/tasty-search

Tasty Search - A search engine to search gourmet food reviews data and return the top K reviews that have the highest overlap with the input query.

Primary LanguageJavaApache License 2.0Apache-2.0

tasty-search

Tasty Search - A search engine to search gourmet food reviews data and return the top K reviews that have the highest overlap with the input query.

Problem Statement Requirements

  1. Use the data set available here
  2. Randomly sample 100K reviews from the above set for the index
  3. Build an API that returns top K highest scoring documents for any given query, where score is defined by number of query tokens present in the review (irrespective of the frequency).

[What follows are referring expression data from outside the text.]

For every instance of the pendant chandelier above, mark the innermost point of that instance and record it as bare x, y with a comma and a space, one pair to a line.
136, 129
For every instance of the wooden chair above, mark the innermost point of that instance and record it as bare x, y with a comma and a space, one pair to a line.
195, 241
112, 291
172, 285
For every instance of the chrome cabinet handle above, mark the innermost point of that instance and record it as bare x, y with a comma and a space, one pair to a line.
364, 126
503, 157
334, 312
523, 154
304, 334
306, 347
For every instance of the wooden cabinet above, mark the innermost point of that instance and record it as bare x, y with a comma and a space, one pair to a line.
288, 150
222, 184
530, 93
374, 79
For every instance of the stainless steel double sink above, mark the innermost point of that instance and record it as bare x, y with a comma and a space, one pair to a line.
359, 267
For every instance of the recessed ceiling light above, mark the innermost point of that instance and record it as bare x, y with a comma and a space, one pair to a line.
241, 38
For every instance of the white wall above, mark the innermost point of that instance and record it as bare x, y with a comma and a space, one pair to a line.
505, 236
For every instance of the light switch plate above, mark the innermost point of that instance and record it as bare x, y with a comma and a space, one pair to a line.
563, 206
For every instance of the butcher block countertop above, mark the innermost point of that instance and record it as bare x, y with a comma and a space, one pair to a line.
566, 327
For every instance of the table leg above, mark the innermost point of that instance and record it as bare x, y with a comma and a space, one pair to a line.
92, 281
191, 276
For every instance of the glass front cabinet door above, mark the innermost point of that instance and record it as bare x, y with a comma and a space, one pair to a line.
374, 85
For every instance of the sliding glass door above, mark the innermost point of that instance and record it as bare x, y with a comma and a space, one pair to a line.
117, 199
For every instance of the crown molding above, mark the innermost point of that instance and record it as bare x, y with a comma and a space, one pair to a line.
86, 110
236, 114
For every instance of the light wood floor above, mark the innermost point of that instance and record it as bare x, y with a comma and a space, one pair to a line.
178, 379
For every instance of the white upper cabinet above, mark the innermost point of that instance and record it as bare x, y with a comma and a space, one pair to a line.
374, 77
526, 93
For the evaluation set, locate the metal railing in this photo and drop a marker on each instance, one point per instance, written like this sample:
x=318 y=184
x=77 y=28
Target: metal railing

In case of a tie, we use the "review/score" attribute of the review.
  4. Queries are input as a set of tokens. It can be assumed that queries are between 1-10.
  5. The text to be considered for computing score come from the attributes: [ "review/summary", "review/text" ]
  6. Set K to 20
  7. Expose a simple REST interface for the search. A simple web form to perform search on the server itself would be great.

Your server can be inmemory only so don’t worry about persistence etc. Typically, your server should read in the review data and build its internal data structures to allow it to answer queries quickly thereafter.

Technologies used

  1. Spring Boot Framework
  2. Tomcat (embedded)
  3. Java 8
  4. Maven Build Framework

Configurations (Can be changed in src/main/resources/application.properties)

Name Description Default
server.contextPath The base URL to be allocated on deployment /tasty-search
server.port The port on which the application needs to be deployed 8080
load.threads Number of threads to concurrently load reviews into the structure 25
sample.data.limit Number of reviews to be sampled from the review file 100000
review.file Absolute Path of the file to be considered for loading reviews ./foods.txt

Defaults

  • REST Endpoint to fetch top 20 reviews: http://<host>:<port>/<base-path>/search?query=...
  • REST Endpoint to fetch top K reviews: http://<host>:<port>/<base-path>/search/{K}?query=...

How to run

  1. Clone the repository: git clone https://github.com/agrawal93/tasty-search.git && cd tasty-search
  2. Download the data-set: wget http://snap.stanford.edu/data/finefoods.txt.gz && gzip -d finefoods.txt.gz && mv finefoods.txt foods.txt
  3. Build the project: mvn clean install
  4. Run the project: java -jar target/tasty-search-1.0.0.jar
  5. Access the search web form at http://localhost:8080/tasty-search

Approach

  1. The file contains roughly 500K reviews. Need to sample it to 100K, but randomly. Read the file sequentially and generate random boolean at each review to decide whether to consider that review or not.
  2. Once the reviews were read, we need to store it in some kind of structure. Trie would be a better suited data structure since it can be used later for partial searches and the complexities are as follows:
    • inserting would be O(N) where N is the length of a given token.
    • querying would be O(N) where N is the length of a given token.
  3. But, we don't use Trie for each review. Instead, we make a customized Trie, which would be common to all reviews. At the end of each token, we store a set of all the review ids (generated in step 1) in which that particular token exists. Takes roughly about 8 seconds to read and load 100K sampled reviews into the structure.
  4. Once loaded, any query can be searched through the Trie node and all the reviews that contain the structure. The Review class can sort the list of reviews using the Comparable interface implemented (which sorts based on queryHits and reviewScore). For sorting the same, we leverage the TreeSet class provided by Java Collections Framework.
  5. Output the top K reviews from the TreeSet.